Europa teme que se disuelva un matrimonio extraordinariamente fructífero durante 72 años. Sería terrible que algo así sucediera.
Europa está aterrada por el triunfo de Donald Trump. Le teme a la visión del amigo americano, el primus interpares. Lo acaba de revelar una macroencuesta realizada por la empresa francesa Ipsos. La llevó a cabo en 24 naciones y entrevistaron a 18.000 personas. Ipsos es la mayor empresa europea de investigación y una de las más serias.
El país más pesimista es España. El 84% de los españoles piensa que Trump será un pésimo presidente para todos. Entre otras razones, alegan los mejor informados, coincide demasiado con los comunistas de Podemos y de Izquierda Unida. Se opone, como ellos, a los tratados internacionales de libre comercio, critica a la OTAN y a la Unión Europea. Es proteccionista, aislacionista e intervencionista. Les dice a los empresarios dónde y cómo deben invertir. Con Trump se confirma la intuición de que los extremos –populistas de izquierda y derecha– se tocan.
Tras el juicio negativo de los españoles sigue el del 80% de los británicos, el 78% de los alemanes y el 77% de los franceses.
¿Qué preocupa a muchos europeos, y especialmente a sus Gobiernos?
Les preocupa el respaldo de Trump al Brexit y su amistosa cercanía con Nigel Farage, el líder de la disolución de los lazos entre el Reino Unido y la Unión Europea. Las críticas de Trump a Ángela Merkel y su corrosiva intromisión en los asuntos del grupo de 28 países. Simultáneamente, les inquietan las opiniones favorables de Trump sobre Vladímir Putin, el hombre que invadió Crimea y amenaza los Balcanes. La misma encuesta de Ipsos encontró que el 74% de los rusos aplaude el triunfo de Trump.
Rusia no es el único país del mundo que tiene una percepción risueña del nuevo inquilino de la Casa Blanca. El 65% de los indios también lo ven con optimismo. Incluso más que en Estados Unidos, donde el 52% tiene una opinión positiva y un 48% negativa.
Ángela Merkel y François Hollande poseen una legítima preocupación con el destino de la Unión Europea. La gran hazaña diplomática del siglo XX ha sido la progresiva unión de Europa forjada entre Alemania y Francia, los rivales que habían desangrado el continente desde 1870 hasta 1945 por medio de espantosas guerras.

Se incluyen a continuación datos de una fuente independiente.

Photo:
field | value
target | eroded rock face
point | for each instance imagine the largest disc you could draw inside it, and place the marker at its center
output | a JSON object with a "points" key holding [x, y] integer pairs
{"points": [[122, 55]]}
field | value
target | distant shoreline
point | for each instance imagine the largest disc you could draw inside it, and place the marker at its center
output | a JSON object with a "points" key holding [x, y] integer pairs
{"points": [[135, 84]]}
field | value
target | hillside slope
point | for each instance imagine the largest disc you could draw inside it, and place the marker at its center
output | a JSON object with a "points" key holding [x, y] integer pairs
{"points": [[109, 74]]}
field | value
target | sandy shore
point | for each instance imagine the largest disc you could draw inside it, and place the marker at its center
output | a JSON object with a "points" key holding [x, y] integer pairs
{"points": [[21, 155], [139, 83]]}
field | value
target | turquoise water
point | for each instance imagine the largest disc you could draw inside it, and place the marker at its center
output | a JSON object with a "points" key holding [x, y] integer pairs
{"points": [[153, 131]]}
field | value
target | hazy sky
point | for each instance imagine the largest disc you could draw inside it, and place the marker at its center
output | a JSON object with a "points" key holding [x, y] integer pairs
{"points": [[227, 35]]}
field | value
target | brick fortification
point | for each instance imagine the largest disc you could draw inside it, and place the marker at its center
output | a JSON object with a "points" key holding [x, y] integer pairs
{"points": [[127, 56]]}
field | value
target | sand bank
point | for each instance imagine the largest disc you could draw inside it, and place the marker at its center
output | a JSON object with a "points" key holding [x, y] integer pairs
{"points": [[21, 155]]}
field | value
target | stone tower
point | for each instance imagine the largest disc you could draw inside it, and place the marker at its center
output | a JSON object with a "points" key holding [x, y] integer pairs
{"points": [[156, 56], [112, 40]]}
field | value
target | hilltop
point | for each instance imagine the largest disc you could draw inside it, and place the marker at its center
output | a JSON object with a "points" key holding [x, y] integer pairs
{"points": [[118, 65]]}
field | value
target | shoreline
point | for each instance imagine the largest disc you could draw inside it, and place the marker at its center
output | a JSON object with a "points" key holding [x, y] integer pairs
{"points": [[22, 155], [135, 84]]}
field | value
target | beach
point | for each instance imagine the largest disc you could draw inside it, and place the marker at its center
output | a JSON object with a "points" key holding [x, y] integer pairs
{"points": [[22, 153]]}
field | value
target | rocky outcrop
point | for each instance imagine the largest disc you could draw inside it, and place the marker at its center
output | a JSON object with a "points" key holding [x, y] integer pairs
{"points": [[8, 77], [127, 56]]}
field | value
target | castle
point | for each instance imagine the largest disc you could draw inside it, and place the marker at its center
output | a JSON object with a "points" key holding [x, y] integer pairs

Primero procedieron cautelosamente creando la Comunidad Europea del Carbón y el Acero (1951). Eran los años iniciales de la segunda posguerra mundial. Fue la obra de los visionarios franceses Robert Schuman y Jean Monnet, del italiano Alcide de Gasperi y del premier alemán Konrad Adenauer. Se adhirieron los países del Benelux (Bélgica, Holanda y Luxemburgo).
Alemanes y franceses querían, ardientemente, poner fin a las habituales carnicerías europeas. Lo harían creando intereses comunes e instituciones de derecho que vincularan a los Estados y les amarraran las manos a los políticos.
Luego siguió la Comunidad Económica Europea (1958). A los seis países originales eventualmente se les sumaron otra media docena. Y así siguieron hasta que en 1993 la CEE fue sustituida por la Unión Europea, creada en Maastricht tras la disolución de la URSS y del campo socialista.
Como Alemania y Francia son dos países razonablemente eficientes, pero dotados de inmensas e intrincadas burocracias, contagiaron el nuevo organismo con esa característica. Sin embargo, en lo esencial lograron su cometido: desterrar el nacionalismo excluyente, mantener la paz y prosperar juntas todas las naciones, aunque fuera a un ritmo más lento.
Naturalmente, eso ha sido posible gracias al estímulo político y a la protección militar de Estados Unidos por medio de sus bases y por la existencia de la OTAN. Y esto es, exactamente, lo que muchos europeos temen que se debilite por la asunción de Trump a la presidencia de Estados Unidos.
F. D. Roosevelt, Truman y el resto de los gobernantes americanos entendieron, atinadamente, que a Estados Unidos le convenía una Europa fuerte, unida y en paz, con la cual realizar transacciones y compartir responsabilidades, de la misma manera que, a partir de hace unos años, comprendieron que les favorecía la existencia del euro, porque no hay nada que enturbie más el panorama comercial que la existencia de signos monetarios débiles y erráticos.
Así fue hasta que Trump se instaló en la Casa Blanca. Se trataba de un político con un mensaje diferente, antiguo, que podía echarlo todo a perder. Por eso Europa está aterrada. La primera potencia del mundo le ha cambiado las señas y las reglas de juego. Europa teme que se disuelva un matrimonio extraordinariamente fructífero durante 72 años. Sería terrible que algo así sucediera.